(April 30, 2003 the Suzhou municipal government, 6th General Meeting May 10, 2003 the Suzhou municipal government announced, 34th) Chapter I General provisions article for establishing and perfecting the rural cooperative medical insurance system, rural residents in maintaining physical and mental health, realization of the right to health care, and promoting rural economic development and social stability, according to the People's Republic of China Law on agriculture, the CPC Central Committee and the State Council decision on further strengthening rural health work and the
Primary health care in rural areas, Jiangsu Province, regulations, combined with the city's actual, these measures are formulated.
The rural cooperative medical insurance in these measures in article, refers to the implementing organization and guidance of the Government, rural residents join combined, collective support, financial support, dominated by catastrophic medical mutual system.

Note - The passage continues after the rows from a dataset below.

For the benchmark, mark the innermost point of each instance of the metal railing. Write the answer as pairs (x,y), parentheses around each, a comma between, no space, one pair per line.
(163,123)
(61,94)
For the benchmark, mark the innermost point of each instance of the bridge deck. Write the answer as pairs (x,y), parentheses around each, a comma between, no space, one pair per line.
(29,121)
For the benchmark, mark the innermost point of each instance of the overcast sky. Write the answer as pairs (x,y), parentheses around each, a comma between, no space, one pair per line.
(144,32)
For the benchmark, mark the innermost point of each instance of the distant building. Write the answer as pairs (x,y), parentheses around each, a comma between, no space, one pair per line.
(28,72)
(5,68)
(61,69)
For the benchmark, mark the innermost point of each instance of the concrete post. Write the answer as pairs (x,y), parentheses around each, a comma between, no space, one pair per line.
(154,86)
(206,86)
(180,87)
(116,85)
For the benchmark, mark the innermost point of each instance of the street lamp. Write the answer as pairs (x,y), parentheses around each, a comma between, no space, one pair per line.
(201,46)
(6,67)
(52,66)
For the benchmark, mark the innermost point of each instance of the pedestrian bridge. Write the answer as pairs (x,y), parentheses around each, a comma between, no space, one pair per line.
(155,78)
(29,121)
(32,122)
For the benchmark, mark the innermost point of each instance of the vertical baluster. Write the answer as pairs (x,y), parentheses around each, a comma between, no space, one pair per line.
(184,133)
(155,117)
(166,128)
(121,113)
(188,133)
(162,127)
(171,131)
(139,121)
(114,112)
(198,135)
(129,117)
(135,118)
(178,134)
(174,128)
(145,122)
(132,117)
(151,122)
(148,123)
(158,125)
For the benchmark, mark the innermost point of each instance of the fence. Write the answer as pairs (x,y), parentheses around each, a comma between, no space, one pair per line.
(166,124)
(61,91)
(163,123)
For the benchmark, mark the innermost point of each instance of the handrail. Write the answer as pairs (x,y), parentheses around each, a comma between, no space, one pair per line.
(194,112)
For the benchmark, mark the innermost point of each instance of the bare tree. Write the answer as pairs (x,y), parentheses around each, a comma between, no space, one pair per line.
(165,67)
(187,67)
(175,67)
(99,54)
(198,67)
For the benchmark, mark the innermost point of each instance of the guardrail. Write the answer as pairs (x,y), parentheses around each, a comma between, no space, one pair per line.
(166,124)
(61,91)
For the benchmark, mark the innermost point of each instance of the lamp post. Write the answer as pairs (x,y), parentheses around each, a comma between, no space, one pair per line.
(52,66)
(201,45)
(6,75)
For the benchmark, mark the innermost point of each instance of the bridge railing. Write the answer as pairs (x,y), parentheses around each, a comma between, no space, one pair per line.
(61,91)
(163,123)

Article within the administrative area of the city, and Governments at all levels, as well as with regard to the rural cooperative medical insurance units and individuals must abide by these measures.

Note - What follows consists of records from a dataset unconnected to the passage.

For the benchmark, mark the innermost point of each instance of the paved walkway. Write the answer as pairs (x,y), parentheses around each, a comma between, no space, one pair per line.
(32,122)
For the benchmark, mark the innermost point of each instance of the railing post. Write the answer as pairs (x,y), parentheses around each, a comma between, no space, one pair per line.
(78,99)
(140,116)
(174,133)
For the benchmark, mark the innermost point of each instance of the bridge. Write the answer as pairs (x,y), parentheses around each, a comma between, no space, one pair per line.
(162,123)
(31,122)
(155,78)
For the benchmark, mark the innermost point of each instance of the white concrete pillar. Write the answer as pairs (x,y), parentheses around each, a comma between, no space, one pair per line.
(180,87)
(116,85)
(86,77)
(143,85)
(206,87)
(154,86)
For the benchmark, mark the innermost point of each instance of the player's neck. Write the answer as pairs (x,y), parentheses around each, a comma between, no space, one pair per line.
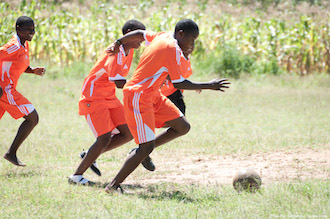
(126,49)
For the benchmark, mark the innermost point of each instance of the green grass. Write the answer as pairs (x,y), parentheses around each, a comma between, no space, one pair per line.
(259,114)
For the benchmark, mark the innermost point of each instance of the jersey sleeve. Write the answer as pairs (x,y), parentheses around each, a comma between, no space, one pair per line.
(6,52)
(149,36)
(113,66)
(174,66)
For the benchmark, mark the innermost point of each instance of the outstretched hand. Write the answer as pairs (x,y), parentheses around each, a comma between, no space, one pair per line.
(220,84)
(112,49)
(39,71)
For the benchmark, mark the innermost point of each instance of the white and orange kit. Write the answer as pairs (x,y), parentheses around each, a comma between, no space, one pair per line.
(98,102)
(168,88)
(145,107)
(14,60)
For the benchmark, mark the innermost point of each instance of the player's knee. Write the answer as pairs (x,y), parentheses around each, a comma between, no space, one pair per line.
(127,135)
(104,139)
(33,118)
(146,149)
(184,128)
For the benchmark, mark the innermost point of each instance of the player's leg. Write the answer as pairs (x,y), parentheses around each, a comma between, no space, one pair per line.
(1,92)
(131,163)
(101,125)
(121,133)
(18,106)
(93,153)
(177,128)
(121,138)
(168,115)
(177,99)
(23,132)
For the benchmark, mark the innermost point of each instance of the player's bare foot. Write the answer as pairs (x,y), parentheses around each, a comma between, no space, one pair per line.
(14,160)
(114,189)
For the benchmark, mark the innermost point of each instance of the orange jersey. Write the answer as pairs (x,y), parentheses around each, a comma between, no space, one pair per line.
(160,59)
(99,88)
(14,60)
(167,89)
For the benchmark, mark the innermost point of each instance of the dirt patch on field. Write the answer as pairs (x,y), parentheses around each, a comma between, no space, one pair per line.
(301,164)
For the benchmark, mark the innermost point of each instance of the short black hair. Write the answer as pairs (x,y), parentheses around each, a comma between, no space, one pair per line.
(23,20)
(132,25)
(186,25)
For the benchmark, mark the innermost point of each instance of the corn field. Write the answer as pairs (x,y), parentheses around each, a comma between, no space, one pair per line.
(80,32)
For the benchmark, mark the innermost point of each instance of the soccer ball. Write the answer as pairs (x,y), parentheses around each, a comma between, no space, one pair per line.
(247,180)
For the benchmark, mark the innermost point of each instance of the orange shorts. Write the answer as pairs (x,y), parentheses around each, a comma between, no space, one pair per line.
(14,103)
(145,112)
(106,120)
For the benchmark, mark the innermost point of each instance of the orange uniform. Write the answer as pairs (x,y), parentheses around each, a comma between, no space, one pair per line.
(14,60)
(98,101)
(145,107)
(167,88)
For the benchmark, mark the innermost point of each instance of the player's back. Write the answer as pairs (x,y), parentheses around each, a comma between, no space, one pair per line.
(160,57)
(14,60)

Article people's Governments as well as health, finance, civil affairs, labor and social security, reform and development, rural cooperative medical insurance in rural economics and management departments shall incorporate social development plans and work plans, the implementation of management by objective, fair, democratic supervision.
Fifth of municipal and county-level cities (area) of the health Administrative Department is responsible for the implementation and monitoring of these measures.

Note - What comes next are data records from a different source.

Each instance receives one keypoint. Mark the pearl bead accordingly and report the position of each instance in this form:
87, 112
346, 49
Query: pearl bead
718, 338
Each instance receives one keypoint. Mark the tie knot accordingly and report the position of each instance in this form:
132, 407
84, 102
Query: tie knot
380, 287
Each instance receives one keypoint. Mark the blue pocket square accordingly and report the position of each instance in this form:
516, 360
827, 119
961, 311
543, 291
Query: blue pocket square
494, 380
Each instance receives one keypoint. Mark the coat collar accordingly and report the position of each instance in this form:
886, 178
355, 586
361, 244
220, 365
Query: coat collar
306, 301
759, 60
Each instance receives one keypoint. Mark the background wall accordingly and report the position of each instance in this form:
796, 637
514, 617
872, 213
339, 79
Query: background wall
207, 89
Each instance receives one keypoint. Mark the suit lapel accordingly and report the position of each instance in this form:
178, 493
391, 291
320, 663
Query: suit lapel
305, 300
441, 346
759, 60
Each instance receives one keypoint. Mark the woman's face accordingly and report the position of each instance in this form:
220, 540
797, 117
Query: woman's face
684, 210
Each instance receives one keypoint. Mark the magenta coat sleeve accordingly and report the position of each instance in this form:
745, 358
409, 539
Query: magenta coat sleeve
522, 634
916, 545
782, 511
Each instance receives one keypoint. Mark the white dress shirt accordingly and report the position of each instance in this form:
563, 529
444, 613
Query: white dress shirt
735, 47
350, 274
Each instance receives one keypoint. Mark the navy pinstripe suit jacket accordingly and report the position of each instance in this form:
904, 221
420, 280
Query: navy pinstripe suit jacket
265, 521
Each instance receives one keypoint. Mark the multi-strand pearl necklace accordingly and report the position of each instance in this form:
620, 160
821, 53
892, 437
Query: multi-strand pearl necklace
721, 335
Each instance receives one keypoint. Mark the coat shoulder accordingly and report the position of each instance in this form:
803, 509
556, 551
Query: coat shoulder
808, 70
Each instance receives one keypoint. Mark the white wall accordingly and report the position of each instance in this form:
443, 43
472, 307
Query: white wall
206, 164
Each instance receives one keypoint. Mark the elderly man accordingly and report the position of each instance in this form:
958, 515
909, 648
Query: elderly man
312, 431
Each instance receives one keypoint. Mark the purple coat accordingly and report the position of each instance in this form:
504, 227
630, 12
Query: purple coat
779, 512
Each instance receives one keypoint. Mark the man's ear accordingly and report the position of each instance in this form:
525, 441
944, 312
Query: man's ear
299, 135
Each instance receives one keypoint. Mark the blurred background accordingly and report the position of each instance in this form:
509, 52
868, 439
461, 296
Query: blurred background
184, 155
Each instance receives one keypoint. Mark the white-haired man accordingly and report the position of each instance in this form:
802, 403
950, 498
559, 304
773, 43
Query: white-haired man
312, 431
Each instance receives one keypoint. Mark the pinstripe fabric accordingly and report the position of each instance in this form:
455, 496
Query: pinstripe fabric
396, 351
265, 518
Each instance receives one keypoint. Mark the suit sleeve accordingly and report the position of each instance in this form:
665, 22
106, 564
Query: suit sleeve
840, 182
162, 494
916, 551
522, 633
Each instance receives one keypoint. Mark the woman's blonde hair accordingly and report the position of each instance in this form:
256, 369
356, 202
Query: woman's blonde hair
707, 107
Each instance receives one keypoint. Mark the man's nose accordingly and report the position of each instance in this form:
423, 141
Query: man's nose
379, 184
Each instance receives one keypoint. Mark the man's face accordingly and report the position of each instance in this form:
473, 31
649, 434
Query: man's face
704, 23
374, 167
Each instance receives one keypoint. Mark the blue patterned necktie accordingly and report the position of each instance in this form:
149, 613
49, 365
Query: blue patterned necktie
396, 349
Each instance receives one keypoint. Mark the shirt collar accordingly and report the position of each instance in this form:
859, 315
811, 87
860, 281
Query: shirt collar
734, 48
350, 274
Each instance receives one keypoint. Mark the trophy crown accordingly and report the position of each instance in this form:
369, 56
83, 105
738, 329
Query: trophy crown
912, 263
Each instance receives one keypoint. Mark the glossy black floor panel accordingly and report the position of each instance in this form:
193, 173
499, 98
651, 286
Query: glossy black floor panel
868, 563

Article sixth of the rural cooperative medical insurance at the same time the progressive implementation of social medical insurance in rural areas.
Article at all levels of people's Governments and relevant departments have made outstanding achievements in the rural cooperative medical insurance units and individuals, recognition and rewards; the losses in the rural cooperative medical insurance, should be prosecuted.
Second chapter institutions and duties eighth article city, and County (district), and town (Street) respectively established by sibling Government or its sent institutions led and health, and financial, and labor guarantees, and rural economic management, and audit, and home, sector and parameter insurance residents representative composition of rural cooperation medical insurance Management Committee (following referred to collection tube will), is responsible for organization, and coordination, and management and guide rural cooperation medical insurance work.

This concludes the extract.